Me recoge Julio en un Megane recién alquilado, un coche muy pret a porter, que nos llevará donde queramos, sin molestias ni apreturas.
Llegando a Zaragoza paramos a tomar café. Todavía no sé cual es el plan, si vamos a descender a los madriles o ascender a los bilbaos. Se lo digo a Julio y me castiga a pagar el desayuno por falta de imaginación.
Paramos en Logroño (no quiero rimas) y en una tienda de vinos regentada por dos hermanos, que te tratan como si te conociesen de toda la vida, Julio compra una bota y la llena de clarete de Cordovín, un pueblo riojano especialista en elaborar un rosado muy quedón. Coloca la bota en la nevera del coche y nos damos un paseo por la calle del Laurel, donde tomamos, como aperitivo, un impresionante pincho de tortilla con salsa de tomate picante. Vale la pena venir hasta aquí para probar esta delicia.
En la plaza del Espolón saco unas fotos de la estatua ecuestre del general Espartero. Tenía curiosidad por verle los atributos al caballo y comprobar si es verdad lo que se suele decir de ellos. Y la verdad es que sí, los tiene bien puestos, aunque yo me lo imaginaba más grandes.

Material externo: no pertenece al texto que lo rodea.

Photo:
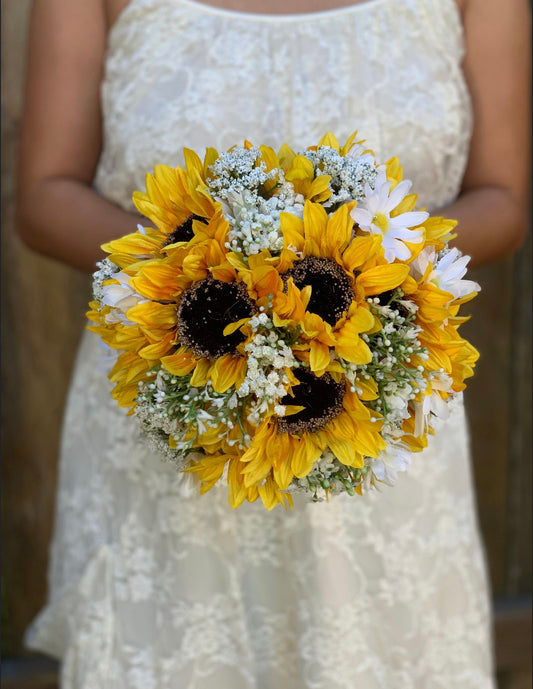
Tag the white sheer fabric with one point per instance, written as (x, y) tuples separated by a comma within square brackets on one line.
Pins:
[(152, 587)]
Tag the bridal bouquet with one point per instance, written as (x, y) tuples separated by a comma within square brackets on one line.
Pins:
[(291, 325)]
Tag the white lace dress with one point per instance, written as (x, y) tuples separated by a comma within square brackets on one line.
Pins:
[(152, 587)]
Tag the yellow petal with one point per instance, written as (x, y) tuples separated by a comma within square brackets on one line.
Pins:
[(383, 278), (228, 370)]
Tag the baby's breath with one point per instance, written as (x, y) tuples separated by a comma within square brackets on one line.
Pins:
[(349, 174)]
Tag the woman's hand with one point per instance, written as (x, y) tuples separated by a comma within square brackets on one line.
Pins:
[(59, 214), (492, 209)]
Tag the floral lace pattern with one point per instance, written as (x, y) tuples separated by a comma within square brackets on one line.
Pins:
[(152, 587)]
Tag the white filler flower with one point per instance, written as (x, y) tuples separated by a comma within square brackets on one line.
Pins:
[(448, 268), (373, 215)]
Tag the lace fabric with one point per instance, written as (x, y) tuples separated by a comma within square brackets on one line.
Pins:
[(153, 587)]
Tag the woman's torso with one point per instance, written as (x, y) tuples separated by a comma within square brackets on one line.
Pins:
[(182, 73)]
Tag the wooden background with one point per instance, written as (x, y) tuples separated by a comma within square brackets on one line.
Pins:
[(43, 306)]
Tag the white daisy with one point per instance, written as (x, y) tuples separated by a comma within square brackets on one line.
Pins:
[(373, 215)]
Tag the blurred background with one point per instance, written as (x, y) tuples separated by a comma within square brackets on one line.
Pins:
[(42, 309)]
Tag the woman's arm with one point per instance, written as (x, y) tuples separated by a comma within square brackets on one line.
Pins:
[(493, 206), (59, 214)]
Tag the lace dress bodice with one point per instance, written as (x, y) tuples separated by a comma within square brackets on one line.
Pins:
[(180, 73), (154, 587)]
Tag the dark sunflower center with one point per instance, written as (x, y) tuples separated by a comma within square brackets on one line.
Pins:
[(332, 291), (205, 309), (386, 297), (322, 398), (184, 232)]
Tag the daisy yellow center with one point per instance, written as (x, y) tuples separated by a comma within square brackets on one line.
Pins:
[(382, 221)]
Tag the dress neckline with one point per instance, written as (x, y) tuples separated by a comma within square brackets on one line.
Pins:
[(294, 17), (258, 17)]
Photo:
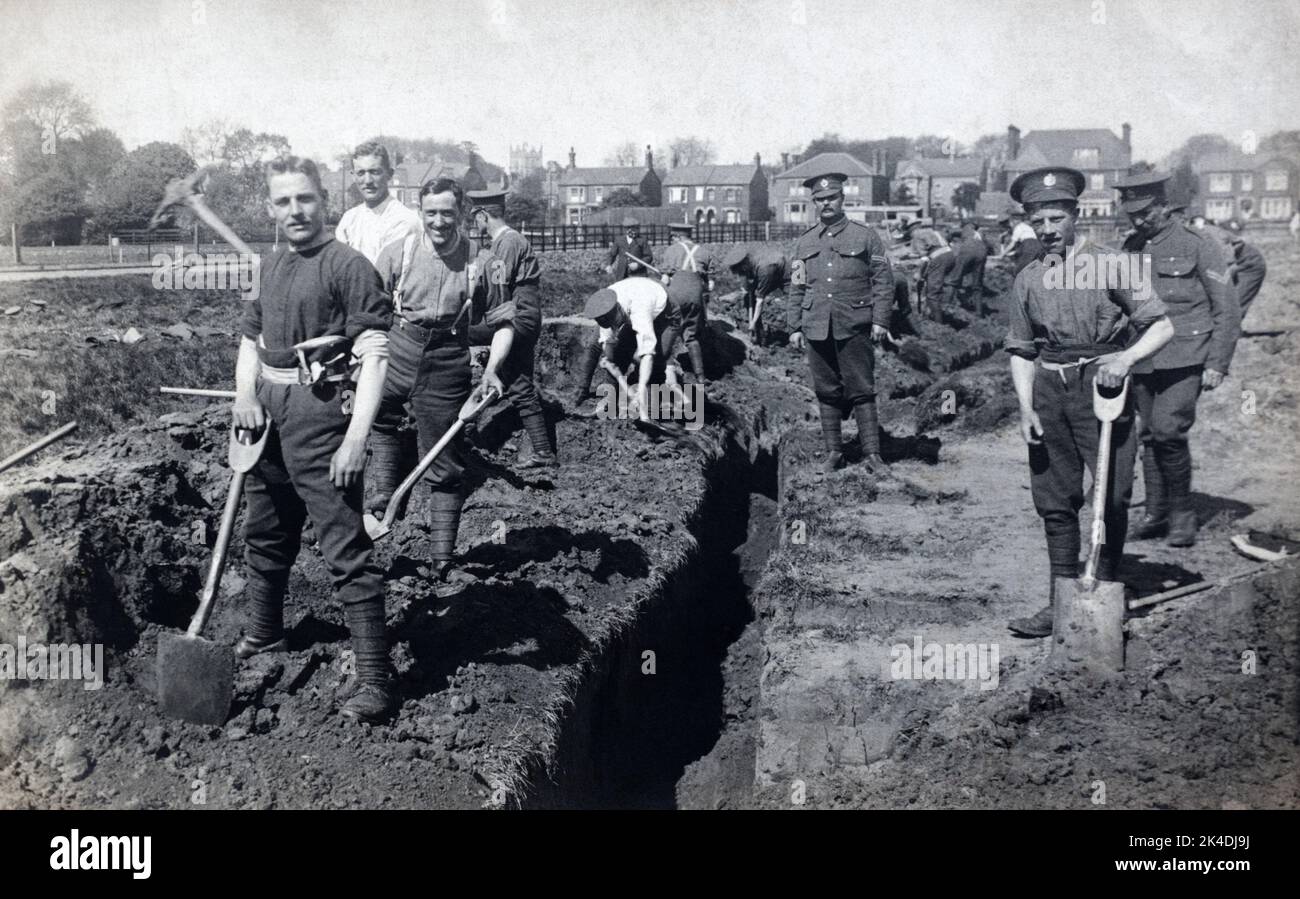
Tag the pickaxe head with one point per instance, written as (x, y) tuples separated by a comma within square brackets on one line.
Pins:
[(180, 191)]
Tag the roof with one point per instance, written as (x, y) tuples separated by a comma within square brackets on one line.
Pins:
[(823, 163), (710, 174), (1057, 146), (624, 176), (961, 166), (1235, 161)]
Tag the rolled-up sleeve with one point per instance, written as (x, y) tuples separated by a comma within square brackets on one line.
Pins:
[(1019, 334)]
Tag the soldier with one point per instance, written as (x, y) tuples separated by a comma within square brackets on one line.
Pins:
[(515, 276), (1061, 339), (619, 261), (313, 461), (688, 274), (841, 300), (763, 269), (378, 220), (1247, 266), (1022, 247), (1191, 278), (935, 274), (440, 289), (635, 318)]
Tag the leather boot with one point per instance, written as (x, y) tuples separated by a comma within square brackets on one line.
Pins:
[(697, 361), (443, 524), (588, 363), (832, 437), (375, 698), (265, 598), (1178, 482), (1155, 521)]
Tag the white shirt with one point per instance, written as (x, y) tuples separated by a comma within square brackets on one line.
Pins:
[(371, 230), (642, 300)]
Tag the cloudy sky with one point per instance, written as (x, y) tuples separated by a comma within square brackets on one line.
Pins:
[(761, 75)]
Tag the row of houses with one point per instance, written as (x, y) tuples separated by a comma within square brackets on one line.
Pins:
[(1230, 185)]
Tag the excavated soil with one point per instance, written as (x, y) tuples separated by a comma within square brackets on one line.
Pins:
[(637, 629)]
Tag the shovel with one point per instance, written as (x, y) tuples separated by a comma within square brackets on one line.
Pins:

Es en este momento cuando Julio comienza su clase de historia, pero en vez de las batallitas del Espartero, me cuenta cómo también los tenía bien puestos Cesar Borgia, el que fue hijo de un Papa, amante de su hermana, conquistador sexual, colosal guerrero y sutil gobernante, que al final, cuando murió su padre, tuvo que huir de Roma y se puso al servicio del Rey de Navarra, donde murió valerosamente en una batalla. Cesar Borgia, está enterrado al lado de la puerta principal de la catedral de Viana, un pueblo histórico navarro, situado a 5 kilómetros de Logroño. Mientras me cuenta todo esto, hemos llegado a la plaza de la iglesia.



-¿Hemos venido a ver el sepulcro del Borgia picha brava?
-No sólo a eso. Después de honrar a los muertos, vamos a saciar a los vivos.

Y entonces Julio me lleva de la manita a un restaurante llamado Borgia, de solo seis mesas, y un servicio personal y atentísimo, donde saboreamos una de las comidas más suculentas, imaginativas y apacibles que he tenido el placer de disfrutar en los últimos años.
¡Que cabrito! ¡Qué bien que me conoce!
Acabo la comida con un colocón guapo dispuesta a cantar: Asturias, patria querida.
Julio me acomloda en el coche y me responde: No cantes, duerme.
Me pego una siesta de las que hacen época. Y cuando abro el ojo, resulta que sí, estamos en Asturias.
Pero lo de Oviedo merece capítulo aparte.